Ich habe es nicht unter Kontrolle.
Sie mußte es tun.
    Sie fing damit an, daß sie ihr aufreizendes Röckchen vor allen zeigte. O nein! Einen Moment überlegte sie, ob sie sich im Mantel an die Arbeit setzen sollte, aber widerstrebend mußte sie erkennen, daß das mehr Aufsehen erregen würde. Es kostete sie alle Mühe, den Mantel auszuziehen, erst den einen Ärmel, dann den anderen. Während sie wie wild um sich sah, ob alle Männer sich gegenseitig in die Rippen stießen und dumme Bemerkungen abließen, machte sie sich für den Gang durchs Büro bereit.
    Würde bewahren im Angesicht des Feindes, sagte sie sich. Stell dir Padraig Pearse vor dem Erschießungskommando vor, Johanna von Orleans auf dem Scheiterhaufen. Sie warf die Schultern zurück, hob den Kopf, widerstand dem Drang, sich den Rock zurechtzuziehen, und machte sich auf den Weg in seine Richtung.

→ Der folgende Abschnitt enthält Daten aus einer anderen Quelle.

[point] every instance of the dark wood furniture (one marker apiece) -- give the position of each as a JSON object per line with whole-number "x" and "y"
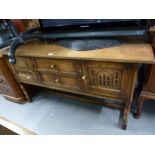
{"x": 9, "y": 87}
{"x": 108, "y": 73}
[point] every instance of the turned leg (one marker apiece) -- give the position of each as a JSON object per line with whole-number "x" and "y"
{"x": 123, "y": 118}
{"x": 139, "y": 107}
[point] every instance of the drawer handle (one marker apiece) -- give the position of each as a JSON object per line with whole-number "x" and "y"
{"x": 56, "y": 80}
{"x": 1, "y": 80}
{"x": 52, "y": 66}
{"x": 83, "y": 77}
{"x": 28, "y": 77}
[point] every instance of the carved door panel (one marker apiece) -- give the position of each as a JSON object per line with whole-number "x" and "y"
{"x": 24, "y": 70}
{"x": 106, "y": 78}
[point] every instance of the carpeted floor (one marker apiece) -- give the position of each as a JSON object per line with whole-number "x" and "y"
{"x": 49, "y": 114}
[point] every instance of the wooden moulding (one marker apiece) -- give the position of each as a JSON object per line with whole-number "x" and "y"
{"x": 128, "y": 53}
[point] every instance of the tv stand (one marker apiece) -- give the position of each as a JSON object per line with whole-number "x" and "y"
{"x": 108, "y": 73}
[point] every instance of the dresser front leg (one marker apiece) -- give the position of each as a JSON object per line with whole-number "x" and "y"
{"x": 123, "y": 118}
{"x": 139, "y": 107}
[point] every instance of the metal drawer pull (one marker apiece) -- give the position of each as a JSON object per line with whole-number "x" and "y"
{"x": 56, "y": 80}
{"x": 28, "y": 77}
{"x": 52, "y": 66}
{"x": 83, "y": 77}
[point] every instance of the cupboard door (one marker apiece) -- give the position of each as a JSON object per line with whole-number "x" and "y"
{"x": 106, "y": 78}
{"x": 24, "y": 70}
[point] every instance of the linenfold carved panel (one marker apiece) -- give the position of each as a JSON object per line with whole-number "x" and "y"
{"x": 22, "y": 67}
{"x": 109, "y": 78}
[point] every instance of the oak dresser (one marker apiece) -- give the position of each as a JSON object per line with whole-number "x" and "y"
{"x": 108, "y": 73}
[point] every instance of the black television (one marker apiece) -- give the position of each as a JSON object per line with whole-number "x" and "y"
{"x": 90, "y": 23}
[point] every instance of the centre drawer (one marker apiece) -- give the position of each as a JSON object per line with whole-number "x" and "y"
{"x": 53, "y": 65}
{"x": 65, "y": 82}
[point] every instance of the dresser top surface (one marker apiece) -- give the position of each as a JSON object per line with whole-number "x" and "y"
{"x": 130, "y": 53}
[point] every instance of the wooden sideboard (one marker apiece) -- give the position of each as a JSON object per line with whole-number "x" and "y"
{"x": 108, "y": 73}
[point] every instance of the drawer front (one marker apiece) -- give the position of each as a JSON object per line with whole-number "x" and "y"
{"x": 65, "y": 82}
{"x": 24, "y": 70}
{"x": 63, "y": 66}
{"x": 6, "y": 90}
{"x": 106, "y": 79}
{"x": 5, "y": 87}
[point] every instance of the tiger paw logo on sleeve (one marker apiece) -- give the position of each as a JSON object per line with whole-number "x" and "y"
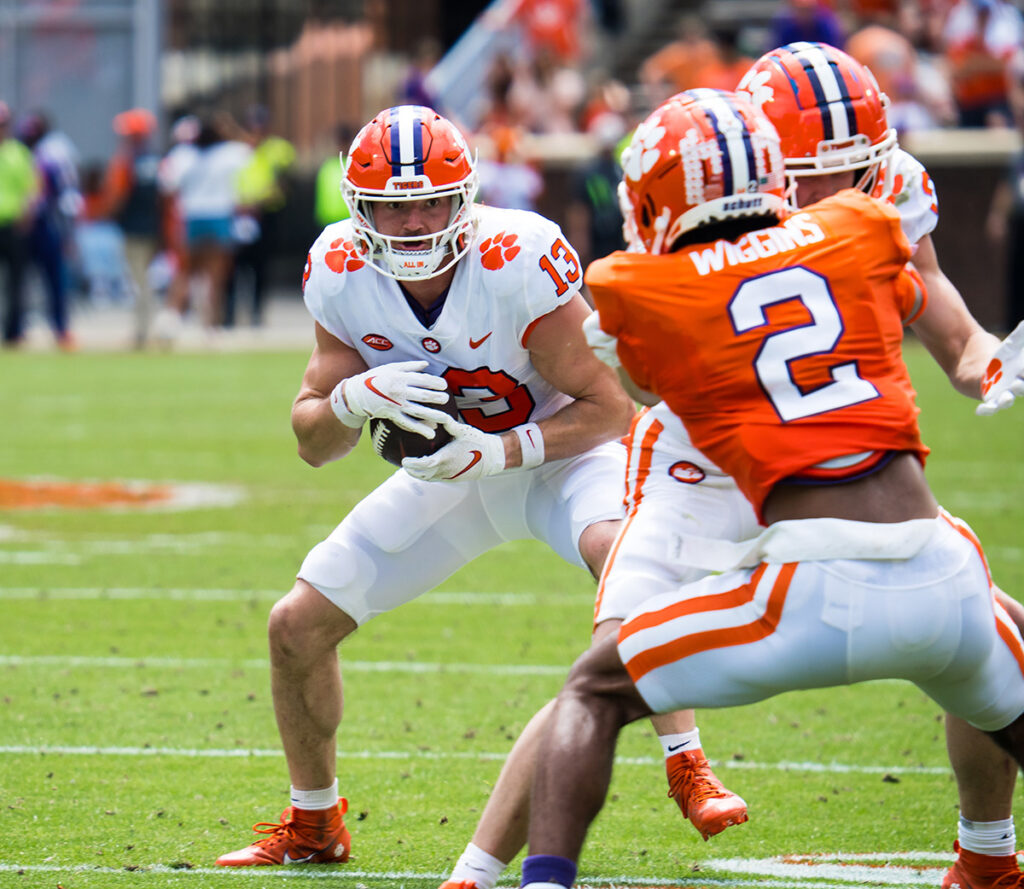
{"x": 498, "y": 250}
{"x": 343, "y": 256}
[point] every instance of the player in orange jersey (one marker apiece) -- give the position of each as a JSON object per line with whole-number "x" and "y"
{"x": 778, "y": 345}
{"x": 832, "y": 120}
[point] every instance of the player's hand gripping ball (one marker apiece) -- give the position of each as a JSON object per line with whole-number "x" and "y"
{"x": 392, "y": 442}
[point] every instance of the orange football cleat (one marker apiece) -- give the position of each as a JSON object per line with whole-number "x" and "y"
{"x": 974, "y": 871}
{"x": 302, "y": 836}
{"x": 700, "y": 796}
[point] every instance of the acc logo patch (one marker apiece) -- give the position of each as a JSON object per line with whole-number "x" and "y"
{"x": 343, "y": 256}
{"x": 378, "y": 341}
{"x": 688, "y": 473}
{"x": 498, "y": 250}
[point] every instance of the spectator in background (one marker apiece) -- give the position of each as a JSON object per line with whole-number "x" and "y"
{"x": 131, "y": 194}
{"x": 731, "y": 62}
{"x": 606, "y": 94}
{"x": 203, "y": 176}
{"x": 100, "y": 244}
{"x": 414, "y": 89}
{"x": 546, "y": 96}
{"x": 595, "y": 222}
{"x": 51, "y": 236}
{"x": 979, "y": 39}
{"x": 554, "y": 28}
{"x": 919, "y": 95}
{"x": 1006, "y": 216}
{"x": 507, "y": 178}
{"x": 812, "y": 20}
{"x": 263, "y": 188}
{"x": 329, "y": 206}
{"x": 183, "y": 133}
{"x": 18, "y": 188}
{"x": 680, "y": 65}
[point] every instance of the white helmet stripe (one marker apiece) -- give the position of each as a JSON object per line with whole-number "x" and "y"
{"x": 832, "y": 89}
{"x": 731, "y": 126}
{"x": 409, "y": 139}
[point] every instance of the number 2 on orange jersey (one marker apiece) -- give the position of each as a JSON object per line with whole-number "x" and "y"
{"x": 747, "y": 308}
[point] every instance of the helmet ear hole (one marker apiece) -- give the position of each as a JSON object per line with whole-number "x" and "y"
{"x": 407, "y": 154}
{"x": 701, "y": 156}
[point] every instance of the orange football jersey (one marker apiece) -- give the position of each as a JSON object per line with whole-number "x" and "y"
{"x": 779, "y": 350}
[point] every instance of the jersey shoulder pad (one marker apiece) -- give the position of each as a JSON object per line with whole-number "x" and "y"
{"x": 331, "y": 261}
{"x": 526, "y": 254}
{"x": 863, "y": 223}
{"x": 505, "y": 237}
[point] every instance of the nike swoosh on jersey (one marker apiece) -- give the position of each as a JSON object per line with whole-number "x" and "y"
{"x": 376, "y": 391}
{"x": 477, "y": 456}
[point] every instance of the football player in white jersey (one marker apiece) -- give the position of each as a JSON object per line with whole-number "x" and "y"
{"x": 677, "y": 499}
{"x": 422, "y": 291}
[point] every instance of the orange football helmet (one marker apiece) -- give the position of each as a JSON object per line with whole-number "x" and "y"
{"x": 827, "y": 109}
{"x": 410, "y": 153}
{"x": 702, "y": 156}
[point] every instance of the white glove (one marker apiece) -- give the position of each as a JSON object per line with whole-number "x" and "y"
{"x": 1004, "y": 380}
{"x": 398, "y": 392}
{"x": 603, "y": 345}
{"x": 471, "y": 454}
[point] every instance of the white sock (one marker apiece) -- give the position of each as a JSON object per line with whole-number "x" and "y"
{"x": 673, "y": 744}
{"x": 987, "y": 838}
{"x": 315, "y": 800}
{"x": 476, "y": 864}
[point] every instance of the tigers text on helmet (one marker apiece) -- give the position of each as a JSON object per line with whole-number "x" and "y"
{"x": 828, "y": 111}
{"x": 411, "y": 153}
{"x": 701, "y": 157}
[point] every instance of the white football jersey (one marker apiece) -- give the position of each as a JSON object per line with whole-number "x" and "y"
{"x": 518, "y": 268}
{"x": 913, "y": 196}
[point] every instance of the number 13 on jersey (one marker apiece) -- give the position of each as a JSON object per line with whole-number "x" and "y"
{"x": 562, "y": 265}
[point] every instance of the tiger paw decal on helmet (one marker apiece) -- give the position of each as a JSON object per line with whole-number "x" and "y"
{"x": 498, "y": 250}
{"x": 343, "y": 256}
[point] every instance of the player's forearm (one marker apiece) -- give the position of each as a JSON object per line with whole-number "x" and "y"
{"x": 970, "y": 369}
{"x": 321, "y": 436}
{"x": 578, "y": 427}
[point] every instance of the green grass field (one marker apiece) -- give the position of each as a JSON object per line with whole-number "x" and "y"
{"x": 136, "y": 735}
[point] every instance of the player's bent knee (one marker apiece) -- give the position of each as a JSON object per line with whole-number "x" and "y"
{"x": 599, "y": 676}
{"x": 304, "y": 624}
{"x": 1011, "y": 738}
{"x": 596, "y": 541}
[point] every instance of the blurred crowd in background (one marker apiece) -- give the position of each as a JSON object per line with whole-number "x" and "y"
{"x": 181, "y": 220}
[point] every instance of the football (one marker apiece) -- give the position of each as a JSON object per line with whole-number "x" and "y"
{"x": 392, "y": 442}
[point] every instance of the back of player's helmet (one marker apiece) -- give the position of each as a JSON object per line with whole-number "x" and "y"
{"x": 700, "y": 158}
{"x": 410, "y": 153}
{"x": 827, "y": 109}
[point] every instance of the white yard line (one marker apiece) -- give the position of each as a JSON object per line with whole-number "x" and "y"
{"x": 243, "y": 595}
{"x": 894, "y": 878}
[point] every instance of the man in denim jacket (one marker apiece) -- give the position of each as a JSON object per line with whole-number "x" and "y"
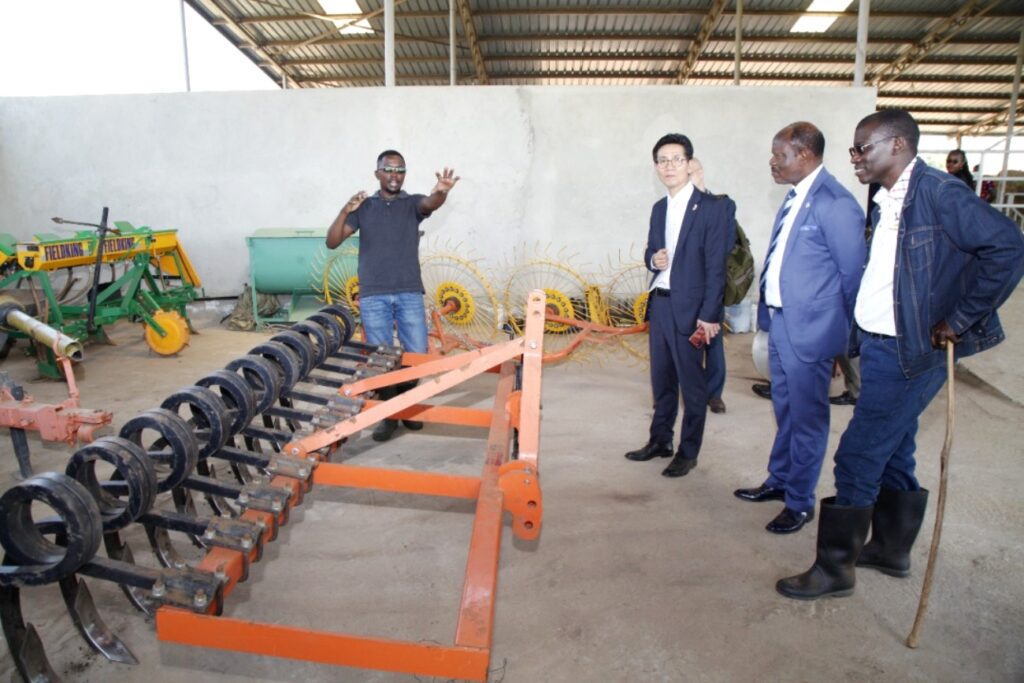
{"x": 940, "y": 262}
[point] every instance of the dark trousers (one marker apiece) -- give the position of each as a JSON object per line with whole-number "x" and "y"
{"x": 877, "y": 449}
{"x": 676, "y": 367}
{"x": 715, "y": 366}
{"x": 800, "y": 397}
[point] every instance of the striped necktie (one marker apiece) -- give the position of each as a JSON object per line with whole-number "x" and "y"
{"x": 792, "y": 195}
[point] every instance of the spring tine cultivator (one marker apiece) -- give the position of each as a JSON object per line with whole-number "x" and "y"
{"x": 212, "y": 472}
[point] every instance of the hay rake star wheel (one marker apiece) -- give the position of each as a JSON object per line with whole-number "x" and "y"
{"x": 462, "y": 299}
{"x": 627, "y": 302}
{"x": 339, "y": 282}
{"x": 568, "y": 298}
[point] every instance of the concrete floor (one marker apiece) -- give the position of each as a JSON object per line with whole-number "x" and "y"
{"x": 636, "y": 578}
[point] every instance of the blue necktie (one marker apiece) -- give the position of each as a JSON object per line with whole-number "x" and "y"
{"x": 792, "y": 195}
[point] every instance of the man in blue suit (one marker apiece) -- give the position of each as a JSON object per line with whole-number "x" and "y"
{"x": 808, "y": 288}
{"x": 689, "y": 238}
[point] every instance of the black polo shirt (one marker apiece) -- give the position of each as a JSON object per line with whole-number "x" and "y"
{"x": 389, "y": 244}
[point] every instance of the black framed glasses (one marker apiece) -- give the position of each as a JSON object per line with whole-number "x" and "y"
{"x": 859, "y": 150}
{"x": 675, "y": 162}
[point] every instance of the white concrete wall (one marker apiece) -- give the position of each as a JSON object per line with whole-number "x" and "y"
{"x": 561, "y": 167}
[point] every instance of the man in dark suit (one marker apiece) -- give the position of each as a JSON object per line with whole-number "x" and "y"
{"x": 808, "y": 287}
{"x": 689, "y": 238}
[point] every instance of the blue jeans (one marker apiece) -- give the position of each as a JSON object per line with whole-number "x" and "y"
{"x": 382, "y": 312}
{"x": 878, "y": 446}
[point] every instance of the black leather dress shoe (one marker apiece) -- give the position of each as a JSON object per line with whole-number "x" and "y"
{"x": 679, "y": 467}
{"x": 650, "y": 452}
{"x": 790, "y": 521}
{"x": 845, "y": 398}
{"x": 761, "y": 494}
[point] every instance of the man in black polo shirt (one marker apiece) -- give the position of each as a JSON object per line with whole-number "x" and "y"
{"x": 390, "y": 287}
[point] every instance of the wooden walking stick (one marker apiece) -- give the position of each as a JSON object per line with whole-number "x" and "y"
{"x": 940, "y": 506}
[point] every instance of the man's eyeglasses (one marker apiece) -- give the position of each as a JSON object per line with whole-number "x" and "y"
{"x": 859, "y": 150}
{"x": 675, "y": 162}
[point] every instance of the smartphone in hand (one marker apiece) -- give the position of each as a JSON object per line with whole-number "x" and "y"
{"x": 698, "y": 339}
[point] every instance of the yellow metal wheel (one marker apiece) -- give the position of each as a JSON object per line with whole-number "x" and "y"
{"x": 338, "y": 281}
{"x": 627, "y": 305}
{"x": 457, "y": 300}
{"x": 176, "y": 333}
{"x": 559, "y": 305}
{"x": 456, "y": 286}
{"x": 568, "y": 296}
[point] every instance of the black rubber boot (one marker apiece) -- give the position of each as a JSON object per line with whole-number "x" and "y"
{"x": 841, "y": 536}
{"x": 897, "y": 519}
{"x": 414, "y": 425}
{"x": 385, "y": 428}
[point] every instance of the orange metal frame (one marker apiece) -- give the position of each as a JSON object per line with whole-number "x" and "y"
{"x": 505, "y": 484}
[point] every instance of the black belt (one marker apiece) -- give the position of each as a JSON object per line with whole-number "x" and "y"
{"x": 876, "y": 335}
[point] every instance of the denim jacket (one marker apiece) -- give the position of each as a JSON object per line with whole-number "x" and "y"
{"x": 956, "y": 260}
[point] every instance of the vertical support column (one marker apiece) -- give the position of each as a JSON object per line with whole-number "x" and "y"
{"x": 532, "y": 358}
{"x": 861, "y": 55}
{"x": 389, "y": 43}
{"x": 184, "y": 47}
{"x": 739, "y": 41}
{"x": 1011, "y": 118}
{"x": 453, "y": 62}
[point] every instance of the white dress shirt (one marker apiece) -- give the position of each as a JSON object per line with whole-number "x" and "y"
{"x": 873, "y": 310}
{"x": 773, "y": 292}
{"x": 674, "y": 215}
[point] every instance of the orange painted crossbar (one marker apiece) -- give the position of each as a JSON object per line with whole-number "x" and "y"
{"x": 503, "y": 485}
{"x": 339, "y": 649}
{"x": 445, "y": 415}
{"x": 396, "y": 481}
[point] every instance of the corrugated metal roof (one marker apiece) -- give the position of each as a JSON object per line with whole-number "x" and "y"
{"x": 957, "y": 82}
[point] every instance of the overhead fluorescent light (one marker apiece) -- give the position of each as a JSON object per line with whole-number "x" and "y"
{"x": 346, "y": 7}
{"x": 820, "y": 15}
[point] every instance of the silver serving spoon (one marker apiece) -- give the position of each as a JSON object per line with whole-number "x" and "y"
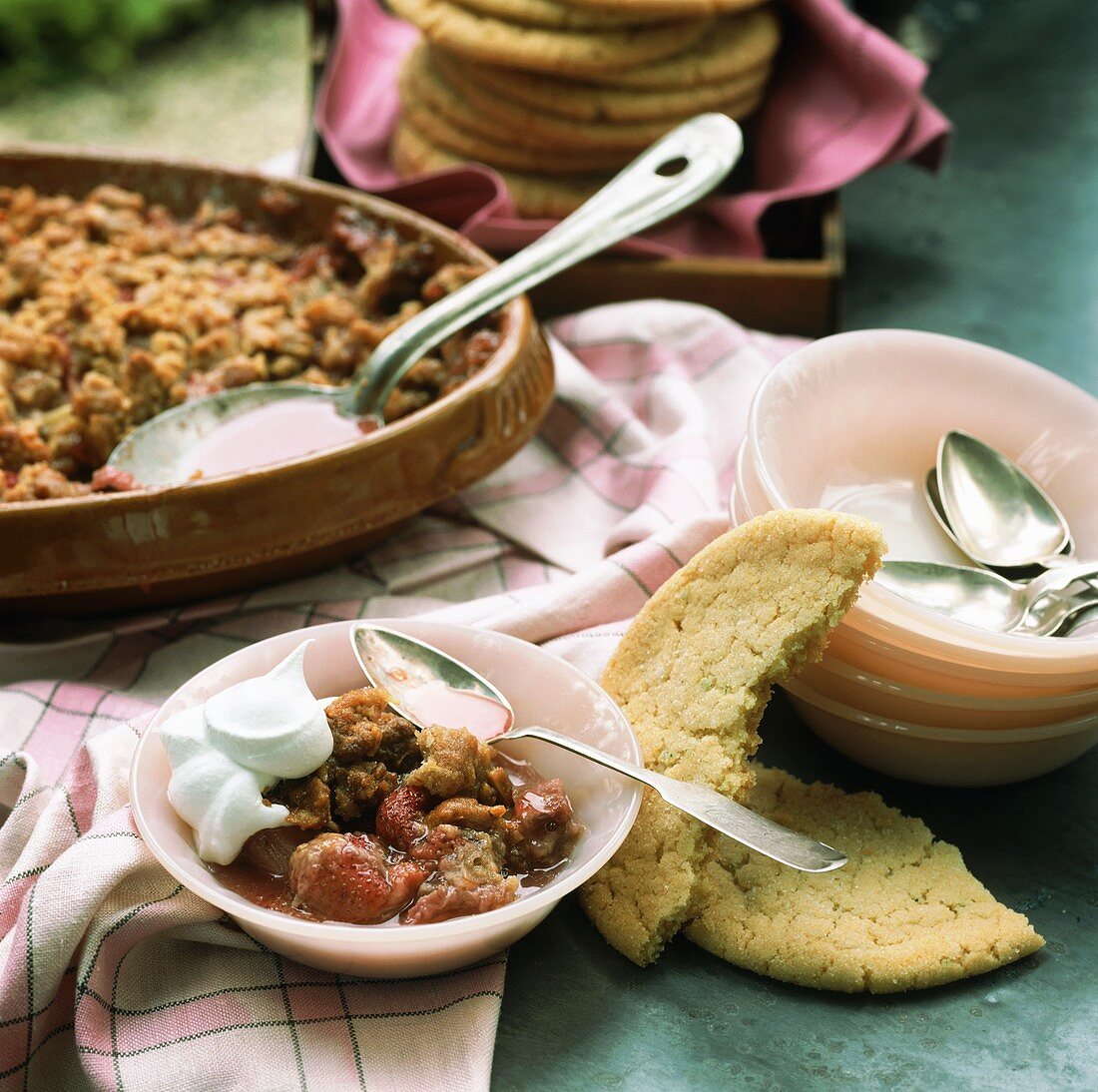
{"x": 674, "y": 173}
{"x": 399, "y": 664}
{"x": 994, "y": 510}
{"x": 983, "y": 598}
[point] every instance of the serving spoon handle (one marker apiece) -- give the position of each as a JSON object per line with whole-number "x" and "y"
{"x": 705, "y": 805}
{"x": 671, "y": 175}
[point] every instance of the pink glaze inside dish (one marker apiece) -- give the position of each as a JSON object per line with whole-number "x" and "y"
{"x": 542, "y": 690}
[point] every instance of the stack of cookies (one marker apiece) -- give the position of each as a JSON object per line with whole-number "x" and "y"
{"x": 559, "y": 95}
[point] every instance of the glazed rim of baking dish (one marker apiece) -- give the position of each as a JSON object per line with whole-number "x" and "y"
{"x": 516, "y": 316}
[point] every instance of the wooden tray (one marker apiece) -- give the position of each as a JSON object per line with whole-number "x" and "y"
{"x": 783, "y": 295}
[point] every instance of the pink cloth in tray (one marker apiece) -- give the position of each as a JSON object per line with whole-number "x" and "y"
{"x": 844, "y": 99}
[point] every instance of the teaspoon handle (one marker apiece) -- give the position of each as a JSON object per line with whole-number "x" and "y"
{"x": 707, "y": 806}
{"x": 705, "y": 148}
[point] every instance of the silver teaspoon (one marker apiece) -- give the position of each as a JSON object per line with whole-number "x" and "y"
{"x": 674, "y": 173}
{"x": 995, "y": 511}
{"x": 983, "y": 598}
{"x": 401, "y": 665}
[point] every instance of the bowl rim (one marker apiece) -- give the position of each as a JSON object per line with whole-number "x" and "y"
{"x": 1049, "y": 650}
{"x": 974, "y": 737}
{"x": 859, "y": 676}
{"x": 516, "y": 323}
{"x": 274, "y": 921}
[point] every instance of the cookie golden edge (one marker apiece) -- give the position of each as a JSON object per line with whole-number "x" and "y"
{"x": 903, "y": 914}
{"x": 648, "y": 890}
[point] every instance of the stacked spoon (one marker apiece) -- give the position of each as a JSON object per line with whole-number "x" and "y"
{"x": 1028, "y": 582}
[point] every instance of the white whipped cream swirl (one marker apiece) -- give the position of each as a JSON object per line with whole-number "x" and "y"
{"x": 227, "y": 753}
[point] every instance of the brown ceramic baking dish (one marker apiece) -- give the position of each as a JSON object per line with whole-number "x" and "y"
{"x": 130, "y": 550}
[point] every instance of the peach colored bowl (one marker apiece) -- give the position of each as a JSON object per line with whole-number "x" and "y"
{"x": 874, "y": 694}
{"x": 864, "y": 410}
{"x": 932, "y": 756}
{"x": 544, "y": 691}
{"x": 204, "y": 538}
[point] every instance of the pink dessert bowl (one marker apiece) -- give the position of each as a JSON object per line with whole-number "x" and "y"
{"x": 852, "y": 421}
{"x": 544, "y": 691}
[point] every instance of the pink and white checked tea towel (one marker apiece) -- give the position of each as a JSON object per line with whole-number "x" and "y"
{"x": 112, "y": 976}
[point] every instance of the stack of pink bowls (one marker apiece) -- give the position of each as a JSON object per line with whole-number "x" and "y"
{"x": 852, "y": 422}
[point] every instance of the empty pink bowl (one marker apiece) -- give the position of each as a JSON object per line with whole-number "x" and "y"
{"x": 544, "y": 691}
{"x": 852, "y": 421}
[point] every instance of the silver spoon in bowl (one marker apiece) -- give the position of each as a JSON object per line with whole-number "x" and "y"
{"x": 985, "y": 599}
{"x": 674, "y": 173}
{"x": 994, "y": 510}
{"x": 402, "y": 665}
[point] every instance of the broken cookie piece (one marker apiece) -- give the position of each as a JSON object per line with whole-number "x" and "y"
{"x": 904, "y": 913}
{"x": 693, "y": 674}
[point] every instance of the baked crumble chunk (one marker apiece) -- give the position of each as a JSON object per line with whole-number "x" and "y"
{"x": 112, "y": 309}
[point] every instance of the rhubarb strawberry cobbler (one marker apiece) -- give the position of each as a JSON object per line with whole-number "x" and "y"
{"x": 350, "y": 814}
{"x": 113, "y": 308}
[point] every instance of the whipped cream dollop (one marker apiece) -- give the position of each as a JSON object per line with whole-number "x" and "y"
{"x": 228, "y": 752}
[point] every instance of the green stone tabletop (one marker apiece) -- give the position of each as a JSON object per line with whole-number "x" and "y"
{"x": 1003, "y": 250}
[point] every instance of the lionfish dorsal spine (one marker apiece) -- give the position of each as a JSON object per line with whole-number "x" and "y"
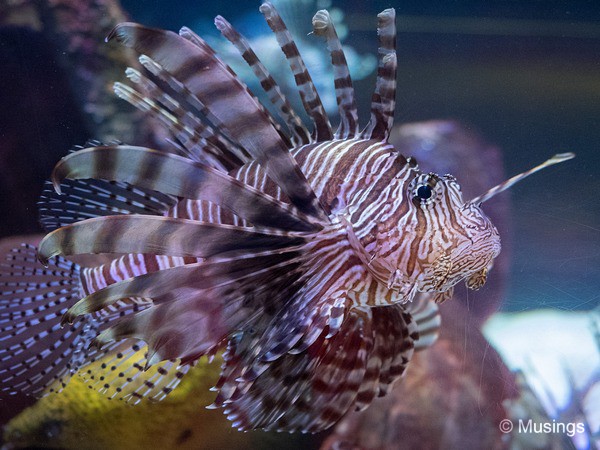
{"x": 344, "y": 91}
{"x": 147, "y": 168}
{"x": 300, "y": 135}
{"x": 384, "y": 98}
{"x": 189, "y": 35}
{"x": 308, "y": 93}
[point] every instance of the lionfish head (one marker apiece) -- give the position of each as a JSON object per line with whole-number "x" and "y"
{"x": 459, "y": 242}
{"x": 433, "y": 238}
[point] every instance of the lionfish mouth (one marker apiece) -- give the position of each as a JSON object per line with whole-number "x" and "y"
{"x": 556, "y": 159}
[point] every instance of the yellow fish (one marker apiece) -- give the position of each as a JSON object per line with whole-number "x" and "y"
{"x": 81, "y": 417}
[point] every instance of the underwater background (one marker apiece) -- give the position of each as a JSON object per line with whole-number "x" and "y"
{"x": 523, "y": 76}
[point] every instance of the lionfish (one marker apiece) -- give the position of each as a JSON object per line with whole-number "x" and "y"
{"x": 313, "y": 260}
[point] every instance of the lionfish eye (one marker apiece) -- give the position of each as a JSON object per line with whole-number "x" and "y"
{"x": 424, "y": 192}
{"x": 422, "y": 189}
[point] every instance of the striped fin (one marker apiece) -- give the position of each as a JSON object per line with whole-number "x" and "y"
{"x": 308, "y": 92}
{"x": 84, "y": 199}
{"x": 312, "y": 390}
{"x": 175, "y": 175}
{"x": 344, "y": 91}
{"x": 300, "y": 134}
{"x": 158, "y": 235}
{"x": 218, "y": 133}
{"x": 35, "y": 352}
{"x": 217, "y": 88}
{"x": 384, "y": 98}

    Stell Blickkontakt her! befahl sie sich im Kommandoton.
    Blickkontakt hergestellt.
    Lächeln!
    Sie lächelte.
    Gefühlvoll!
    Sie lächelte gefühlvoll.
    Nicht aufhören!
    Sie lächelte weiter.
    Sprich mit ihm! Gib dir Mühe!
    Mit einem Gefühl im Mund, als wäre ihre Zunge auf das Zehnfache ihrer normalen Größe geschwollen, sagte sie: »Guten Morgen, Joe.«
    Besser ging es nicht? Sehr bedauerlich! Dann mußt du wohl doch noch mit dem Po wackeln.
    Sie versuchte einen Hüftschwung, der aber unbeholfen und wenig anmutig ausfiel, als sie sich auf den Weg zu ihrem Schreibtisch machte und endlich mit dem Zirkus aufhören konnte.
    Zitternd setzte sie sich auf ihren Stuhl und wartete darauf, die Früchte ihrer Bemühungen ernten zu können. Mit ihrem aufreizenden Verhalten hatte sie ihm eine klare Einladung gegeben. Würde er darauf eingehen und zu ihr kommen, um sich mit ihr zu verabreden? Vielleicht nicht, mußte sie sich eingestehen, wenn ihm bisher nur ihre Unnahbarkeit gefallen hatte.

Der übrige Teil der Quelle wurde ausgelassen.